When I started my job at a hospital, we didn't have computers. We did everything on typewriters. Our original mission as frontline healthcare workers used to be to get the patient the medical treatment he needed as soon as possible. We even sent handwritten reminders each year so patients wouldn't forget their annual physical exams. Now that we do everything on computers, we do not send out invitations for checkups anymore. Even when patients show up in a crisis, we are told by the computers to be on "alert,” while managers tell us to "cut costs."

HMO COPS

The computer profiles alert us to all sorts of things, from how much co-payment the patient owes to whether the patient has "drug-seeking behavior." They have turned us health workers into HMO cops.  We're on constant lookout for "suspicious activity" like unemployed people who have no insurance trying to use our clinics by using someone else's identity. We're told to demand a picture ID or drivers' license. Trying to obtain desperately needed healthcare has been transformed into a crime.

A nation of over 40 million without health insurance creates a large pool of potential criminals.
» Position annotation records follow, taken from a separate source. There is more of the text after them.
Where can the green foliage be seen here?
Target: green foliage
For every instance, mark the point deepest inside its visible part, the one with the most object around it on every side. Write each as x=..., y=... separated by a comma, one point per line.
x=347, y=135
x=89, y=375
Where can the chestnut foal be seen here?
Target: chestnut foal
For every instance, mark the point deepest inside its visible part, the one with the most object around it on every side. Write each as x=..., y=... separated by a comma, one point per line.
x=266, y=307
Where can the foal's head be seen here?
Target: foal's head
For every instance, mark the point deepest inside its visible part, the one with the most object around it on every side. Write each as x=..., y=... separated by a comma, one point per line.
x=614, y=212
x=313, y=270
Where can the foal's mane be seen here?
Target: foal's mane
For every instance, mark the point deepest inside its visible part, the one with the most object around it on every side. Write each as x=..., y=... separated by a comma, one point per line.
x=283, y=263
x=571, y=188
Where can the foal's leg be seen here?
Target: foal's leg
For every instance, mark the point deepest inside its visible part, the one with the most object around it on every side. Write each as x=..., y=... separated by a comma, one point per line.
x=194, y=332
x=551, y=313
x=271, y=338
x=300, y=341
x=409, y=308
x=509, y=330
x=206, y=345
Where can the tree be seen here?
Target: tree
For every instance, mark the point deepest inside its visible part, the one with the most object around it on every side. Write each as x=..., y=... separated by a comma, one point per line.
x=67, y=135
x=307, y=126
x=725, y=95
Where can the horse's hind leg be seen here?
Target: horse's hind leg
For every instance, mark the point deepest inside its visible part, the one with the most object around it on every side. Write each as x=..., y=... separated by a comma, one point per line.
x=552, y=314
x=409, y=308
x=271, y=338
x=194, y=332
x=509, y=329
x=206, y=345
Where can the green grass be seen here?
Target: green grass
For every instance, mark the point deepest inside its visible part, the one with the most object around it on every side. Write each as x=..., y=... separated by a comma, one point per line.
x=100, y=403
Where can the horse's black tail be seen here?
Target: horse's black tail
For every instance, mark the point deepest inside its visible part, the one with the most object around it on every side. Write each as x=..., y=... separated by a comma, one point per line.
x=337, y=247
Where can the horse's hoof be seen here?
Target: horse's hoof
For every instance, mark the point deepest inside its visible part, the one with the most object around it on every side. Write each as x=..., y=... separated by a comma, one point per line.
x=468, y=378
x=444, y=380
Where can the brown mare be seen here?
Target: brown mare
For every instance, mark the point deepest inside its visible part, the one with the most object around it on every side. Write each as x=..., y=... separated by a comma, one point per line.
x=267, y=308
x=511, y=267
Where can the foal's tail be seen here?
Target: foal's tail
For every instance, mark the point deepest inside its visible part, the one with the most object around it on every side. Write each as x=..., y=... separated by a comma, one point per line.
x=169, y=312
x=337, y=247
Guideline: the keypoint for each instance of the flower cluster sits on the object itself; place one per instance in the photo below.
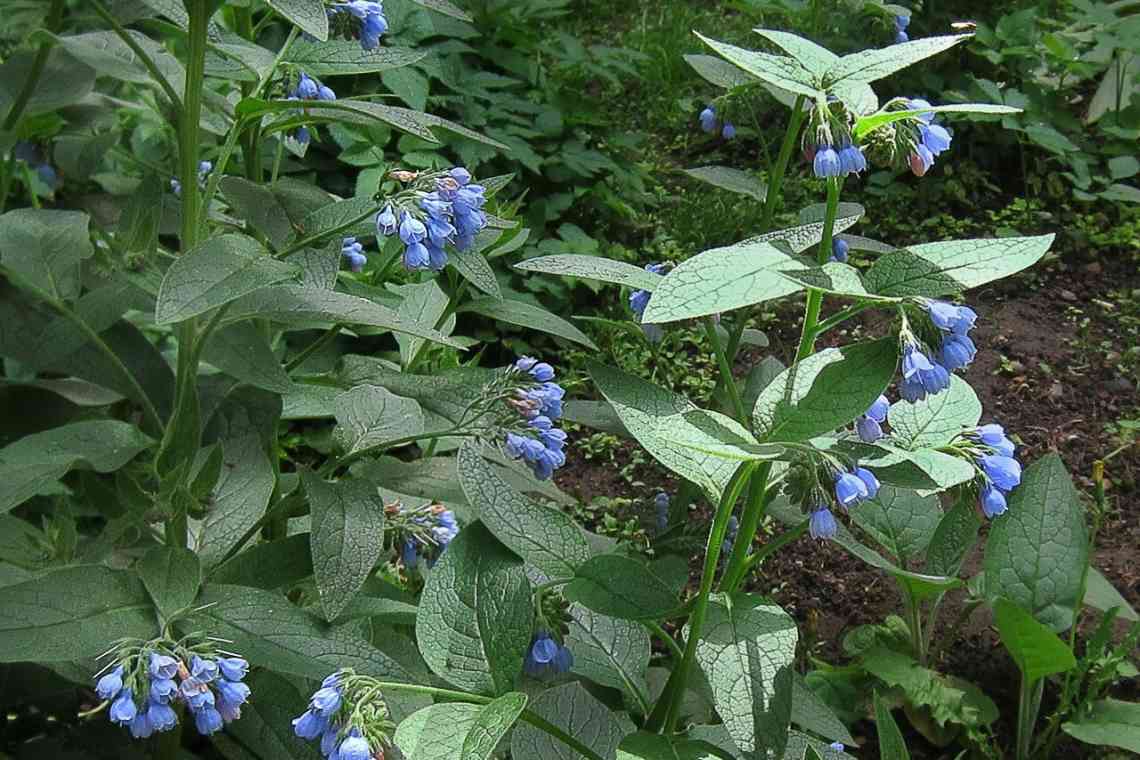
(349, 717)
(925, 376)
(546, 656)
(869, 425)
(901, 24)
(428, 220)
(352, 252)
(538, 401)
(711, 123)
(993, 454)
(358, 19)
(141, 687)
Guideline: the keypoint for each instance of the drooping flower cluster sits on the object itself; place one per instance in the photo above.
(538, 400)
(711, 123)
(929, 375)
(350, 718)
(358, 19)
(145, 683)
(869, 425)
(546, 656)
(426, 220)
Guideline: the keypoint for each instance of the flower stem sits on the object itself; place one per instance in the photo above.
(814, 296)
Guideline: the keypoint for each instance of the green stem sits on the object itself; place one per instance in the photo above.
(814, 296)
(675, 689)
(53, 22)
(749, 524)
(726, 378)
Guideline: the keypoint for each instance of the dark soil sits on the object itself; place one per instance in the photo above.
(1041, 374)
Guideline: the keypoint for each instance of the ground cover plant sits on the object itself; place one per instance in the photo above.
(285, 488)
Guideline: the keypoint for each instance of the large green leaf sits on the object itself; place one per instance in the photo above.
(474, 620)
(669, 426)
(935, 269)
(575, 711)
(72, 613)
(368, 416)
(31, 464)
(900, 520)
(1110, 722)
(347, 538)
(747, 652)
(41, 248)
(936, 419)
(543, 536)
(1039, 548)
(213, 274)
(595, 268)
(611, 652)
(621, 587)
(824, 391)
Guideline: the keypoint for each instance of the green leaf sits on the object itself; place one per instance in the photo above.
(575, 711)
(347, 538)
(1039, 548)
(72, 613)
(41, 250)
(213, 274)
(1036, 650)
(733, 180)
(307, 14)
(172, 577)
(243, 351)
(892, 744)
(527, 315)
(491, 725)
(1110, 722)
(936, 419)
(436, 733)
(610, 652)
(271, 632)
(292, 304)
(621, 587)
(747, 652)
(369, 416)
(900, 520)
(339, 57)
(543, 536)
(32, 463)
(475, 617)
(870, 65)
(780, 71)
(669, 427)
(824, 391)
(239, 497)
(594, 268)
(935, 269)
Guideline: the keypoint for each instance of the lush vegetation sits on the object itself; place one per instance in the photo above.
(312, 311)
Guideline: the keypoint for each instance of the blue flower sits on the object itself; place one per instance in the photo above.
(708, 119)
(993, 501)
(839, 248)
(827, 162)
(310, 725)
(110, 685)
(849, 489)
(1003, 472)
(957, 351)
(123, 709)
(822, 523)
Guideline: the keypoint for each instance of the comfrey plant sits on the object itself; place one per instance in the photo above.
(234, 435)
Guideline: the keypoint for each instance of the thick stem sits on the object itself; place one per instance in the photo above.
(814, 296)
(675, 689)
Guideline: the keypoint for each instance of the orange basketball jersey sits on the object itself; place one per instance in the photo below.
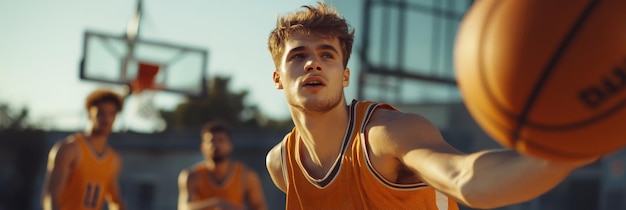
(352, 182)
(231, 189)
(89, 180)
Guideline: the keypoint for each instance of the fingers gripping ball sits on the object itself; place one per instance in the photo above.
(546, 78)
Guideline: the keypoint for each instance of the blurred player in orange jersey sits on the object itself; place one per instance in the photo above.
(83, 169)
(218, 182)
(366, 155)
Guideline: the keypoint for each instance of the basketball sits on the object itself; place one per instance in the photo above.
(546, 78)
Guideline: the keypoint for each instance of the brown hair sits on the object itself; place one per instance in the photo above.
(323, 21)
(103, 95)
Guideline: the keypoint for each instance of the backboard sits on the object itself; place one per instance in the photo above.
(115, 59)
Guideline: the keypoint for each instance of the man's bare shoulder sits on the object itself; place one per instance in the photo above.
(273, 159)
(67, 146)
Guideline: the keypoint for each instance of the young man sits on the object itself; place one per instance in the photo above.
(83, 169)
(219, 182)
(371, 156)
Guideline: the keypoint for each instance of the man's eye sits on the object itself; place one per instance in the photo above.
(327, 55)
(297, 56)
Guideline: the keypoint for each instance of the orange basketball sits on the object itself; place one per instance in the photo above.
(546, 78)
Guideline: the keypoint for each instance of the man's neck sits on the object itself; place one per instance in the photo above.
(218, 169)
(97, 140)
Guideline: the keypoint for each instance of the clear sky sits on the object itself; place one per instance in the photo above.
(41, 45)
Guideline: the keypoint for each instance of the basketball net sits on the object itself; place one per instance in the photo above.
(144, 115)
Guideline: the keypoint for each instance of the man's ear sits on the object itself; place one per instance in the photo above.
(277, 83)
(346, 77)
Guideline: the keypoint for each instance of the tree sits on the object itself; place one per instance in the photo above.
(217, 103)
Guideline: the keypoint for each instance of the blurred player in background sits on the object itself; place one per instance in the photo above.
(218, 182)
(367, 155)
(82, 170)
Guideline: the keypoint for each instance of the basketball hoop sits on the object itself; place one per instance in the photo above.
(144, 115)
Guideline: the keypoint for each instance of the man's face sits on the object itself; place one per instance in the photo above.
(216, 146)
(102, 116)
(312, 73)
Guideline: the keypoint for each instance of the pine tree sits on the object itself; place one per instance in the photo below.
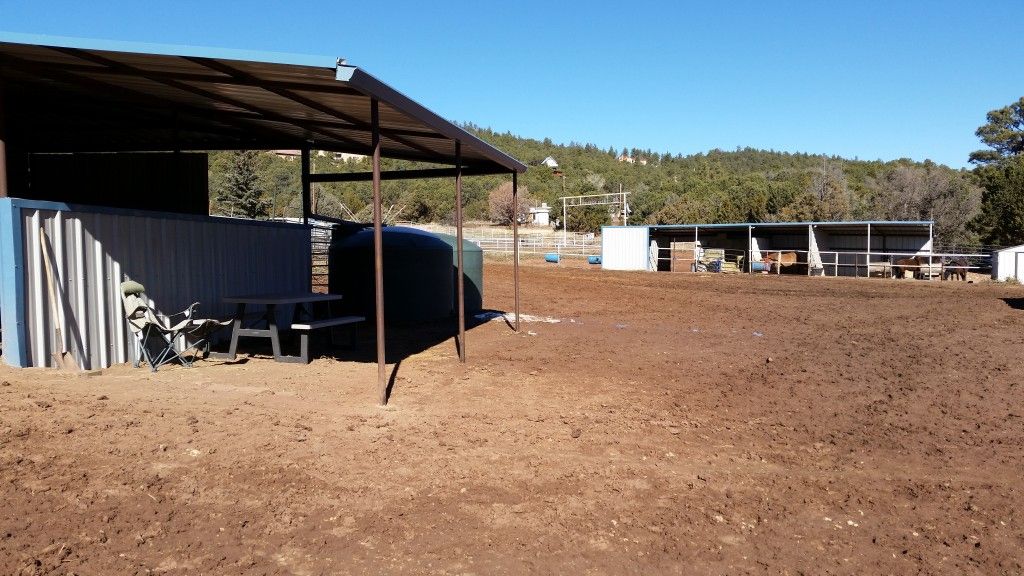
(242, 195)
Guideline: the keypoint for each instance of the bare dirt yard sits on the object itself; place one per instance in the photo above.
(667, 424)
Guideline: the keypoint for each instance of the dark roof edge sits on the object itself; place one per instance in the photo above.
(375, 88)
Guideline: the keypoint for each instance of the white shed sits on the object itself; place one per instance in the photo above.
(541, 215)
(1009, 262)
(625, 248)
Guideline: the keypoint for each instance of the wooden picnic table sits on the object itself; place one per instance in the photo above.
(270, 302)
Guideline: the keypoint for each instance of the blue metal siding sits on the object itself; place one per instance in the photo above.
(178, 259)
(11, 269)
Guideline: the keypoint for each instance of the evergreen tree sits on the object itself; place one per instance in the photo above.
(1000, 171)
(241, 194)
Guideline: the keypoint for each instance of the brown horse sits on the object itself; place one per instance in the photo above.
(777, 260)
(900, 265)
(954, 268)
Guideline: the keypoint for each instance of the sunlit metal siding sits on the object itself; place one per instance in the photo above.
(1009, 263)
(179, 259)
(625, 248)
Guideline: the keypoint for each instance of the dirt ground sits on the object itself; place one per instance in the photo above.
(667, 424)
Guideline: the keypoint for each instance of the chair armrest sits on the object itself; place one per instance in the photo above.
(187, 313)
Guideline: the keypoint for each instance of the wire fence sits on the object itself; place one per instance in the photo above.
(827, 262)
(530, 242)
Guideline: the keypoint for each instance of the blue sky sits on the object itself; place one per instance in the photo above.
(867, 80)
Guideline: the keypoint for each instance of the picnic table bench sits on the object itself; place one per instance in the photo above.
(268, 317)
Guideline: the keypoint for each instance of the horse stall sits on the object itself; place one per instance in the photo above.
(872, 249)
(850, 248)
(719, 248)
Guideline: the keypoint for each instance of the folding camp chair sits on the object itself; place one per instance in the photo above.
(158, 342)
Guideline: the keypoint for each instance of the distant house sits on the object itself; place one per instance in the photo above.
(288, 154)
(540, 215)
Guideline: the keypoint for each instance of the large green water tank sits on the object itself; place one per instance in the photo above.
(472, 259)
(417, 274)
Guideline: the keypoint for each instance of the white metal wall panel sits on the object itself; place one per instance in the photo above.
(1009, 263)
(178, 259)
(625, 248)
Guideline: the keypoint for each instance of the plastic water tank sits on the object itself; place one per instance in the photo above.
(472, 258)
(417, 274)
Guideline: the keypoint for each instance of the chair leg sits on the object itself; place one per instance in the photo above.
(304, 346)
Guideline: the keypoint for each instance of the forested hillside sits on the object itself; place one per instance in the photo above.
(735, 186)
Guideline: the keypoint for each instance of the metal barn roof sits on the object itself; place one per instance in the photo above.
(882, 227)
(67, 94)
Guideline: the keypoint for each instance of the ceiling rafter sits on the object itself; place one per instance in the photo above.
(203, 92)
(308, 103)
(138, 97)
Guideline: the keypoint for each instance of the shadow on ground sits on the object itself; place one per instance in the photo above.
(402, 340)
(1016, 303)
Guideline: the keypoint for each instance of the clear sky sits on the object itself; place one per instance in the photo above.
(867, 79)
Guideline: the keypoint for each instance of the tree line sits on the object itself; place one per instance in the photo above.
(981, 206)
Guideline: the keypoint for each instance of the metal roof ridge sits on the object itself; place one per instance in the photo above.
(373, 86)
(83, 43)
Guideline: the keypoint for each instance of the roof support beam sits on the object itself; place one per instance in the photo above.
(308, 103)
(3, 146)
(264, 114)
(378, 252)
(515, 246)
(461, 290)
(306, 198)
(220, 79)
(406, 174)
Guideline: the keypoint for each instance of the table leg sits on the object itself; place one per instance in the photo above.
(271, 325)
(240, 313)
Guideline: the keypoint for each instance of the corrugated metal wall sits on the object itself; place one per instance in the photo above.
(625, 248)
(179, 259)
(1009, 263)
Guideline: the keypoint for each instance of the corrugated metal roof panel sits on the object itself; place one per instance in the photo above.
(57, 85)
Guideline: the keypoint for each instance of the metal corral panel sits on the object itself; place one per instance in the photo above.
(179, 259)
(625, 248)
(1009, 263)
(880, 243)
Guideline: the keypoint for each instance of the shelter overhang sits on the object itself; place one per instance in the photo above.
(66, 94)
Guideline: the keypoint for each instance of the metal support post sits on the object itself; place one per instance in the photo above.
(306, 204)
(458, 223)
(750, 249)
(378, 249)
(931, 249)
(4, 192)
(565, 223)
(515, 248)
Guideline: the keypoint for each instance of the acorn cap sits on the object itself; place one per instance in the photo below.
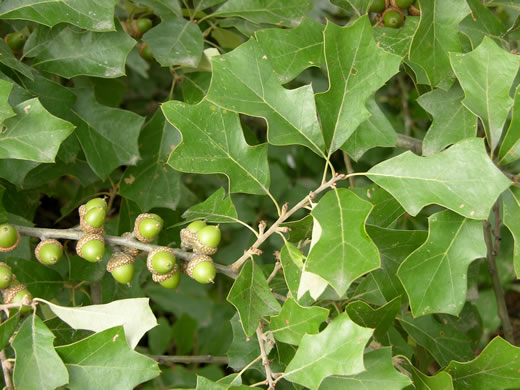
(152, 253)
(161, 278)
(86, 238)
(12, 247)
(119, 259)
(84, 225)
(200, 248)
(188, 238)
(138, 220)
(10, 293)
(196, 260)
(127, 249)
(42, 243)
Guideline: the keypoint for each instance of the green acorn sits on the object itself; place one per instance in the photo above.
(189, 234)
(133, 252)
(207, 240)
(202, 269)
(121, 266)
(147, 227)
(49, 252)
(161, 260)
(91, 247)
(18, 293)
(9, 237)
(6, 275)
(170, 280)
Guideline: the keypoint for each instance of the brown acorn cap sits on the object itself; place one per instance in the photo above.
(138, 220)
(200, 248)
(127, 249)
(119, 259)
(86, 238)
(187, 238)
(196, 260)
(152, 253)
(161, 278)
(12, 247)
(42, 243)
(10, 292)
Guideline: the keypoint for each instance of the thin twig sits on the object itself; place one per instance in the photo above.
(265, 360)
(350, 170)
(492, 251)
(74, 234)
(285, 214)
(5, 368)
(190, 359)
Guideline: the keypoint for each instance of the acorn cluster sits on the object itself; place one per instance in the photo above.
(392, 13)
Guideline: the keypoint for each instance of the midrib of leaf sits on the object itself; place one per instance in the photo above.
(217, 146)
(317, 149)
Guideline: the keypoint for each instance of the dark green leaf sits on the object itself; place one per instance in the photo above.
(294, 321)
(104, 361)
(338, 350)
(357, 68)
(33, 134)
(288, 13)
(213, 142)
(186, 47)
(293, 50)
(252, 297)
(380, 374)
(290, 114)
(462, 179)
(344, 250)
(37, 366)
(452, 121)
(152, 182)
(487, 97)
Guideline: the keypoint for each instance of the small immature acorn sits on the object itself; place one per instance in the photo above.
(9, 237)
(121, 266)
(147, 226)
(189, 234)
(91, 247)
(202, 269)
(161, 260)
(207, 240)
(170, 280)
(17, 293)
(6, 275)
(133, 252)
(49, 252)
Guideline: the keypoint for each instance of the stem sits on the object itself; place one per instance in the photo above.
(285, 214)
(190, 359)
(5, 369)
(492, 251)
(265, 360)
(410, 143)
(74, 234)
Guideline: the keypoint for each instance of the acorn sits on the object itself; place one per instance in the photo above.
(133, 252)
(91, 247)
(207, 240)
(6, 275)
(147, 227)
(121, 266)
(202, 269)
(93, 219)
(170, 280)
(9, 237)
(17, 293)
(189, 234)
(49, 252)
(161, 260)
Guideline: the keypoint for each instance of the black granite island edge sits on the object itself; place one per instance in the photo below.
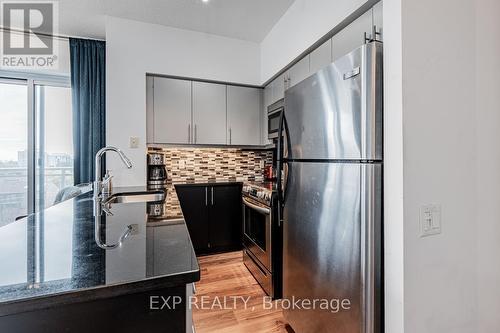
(81, 212)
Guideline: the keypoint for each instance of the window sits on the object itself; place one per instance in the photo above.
(36, 143)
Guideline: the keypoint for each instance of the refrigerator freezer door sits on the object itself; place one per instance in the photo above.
(325, 244)
(337, 112)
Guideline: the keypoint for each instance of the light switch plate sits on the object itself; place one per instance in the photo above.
(430, 220)
(134, 142)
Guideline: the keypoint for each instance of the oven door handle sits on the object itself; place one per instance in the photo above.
(262, 210)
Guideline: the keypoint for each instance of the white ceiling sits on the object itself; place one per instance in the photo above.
(243, 19)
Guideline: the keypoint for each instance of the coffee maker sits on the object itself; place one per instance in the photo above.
(157, 171)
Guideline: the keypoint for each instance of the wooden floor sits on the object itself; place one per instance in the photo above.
(226, 275)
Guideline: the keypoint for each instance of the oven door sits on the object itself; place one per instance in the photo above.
(257, 230)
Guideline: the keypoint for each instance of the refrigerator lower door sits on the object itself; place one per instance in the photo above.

They have nothing to say about the ever-increasing threat of "John-Q" type crisis situations from desperate patients at the end of their rope.  Each year thousands of health workers are injured on the job by angry and distraught patients.

We health workers are between a rock and a hard place, as the economic downturn is expected to throw more people into the ranks of the uninsured. Resentment and desperation, as well as fear and suspicion, pervades everyday life in a world under Bush's permanent war.

WHEN HEALTH CARE IS OUTLAWED

While managed care is busy erecting barriers, one group, Doctors Without Borders, is engaged on the ground in the struggle to make health care not a commodity but a universal right as it is stated at least on paper in the UN Charter. I recently heard Dr. Paul Farmer from DWB speak about how healthcare is denied in places like Haiti and Africa because it is not cost effective for the pharmaceutical industry. This is the same problem writ large that we are experiencing among the poor in this country.

Many grassroots organizations have to behave as "outlaws" when they try to provide medicines desperately needed by poor people. While it is against the law to dispense medicine outside capital's restrictions, it is not against the law to continue to produce and sell millions of landmines around the world.

Is it any wonder that in a world which has created so many laws to keep "law and order," we have neither. What we have is the law of the jungle, of "might makes right.” The order of the day is to "stay alert" and fearful in a world of chaos and perpetual disorder. We will never have the kind of real democracy which places a prime necessity human life's self-development unless we overcome the prime necessity of capital's self-expansion.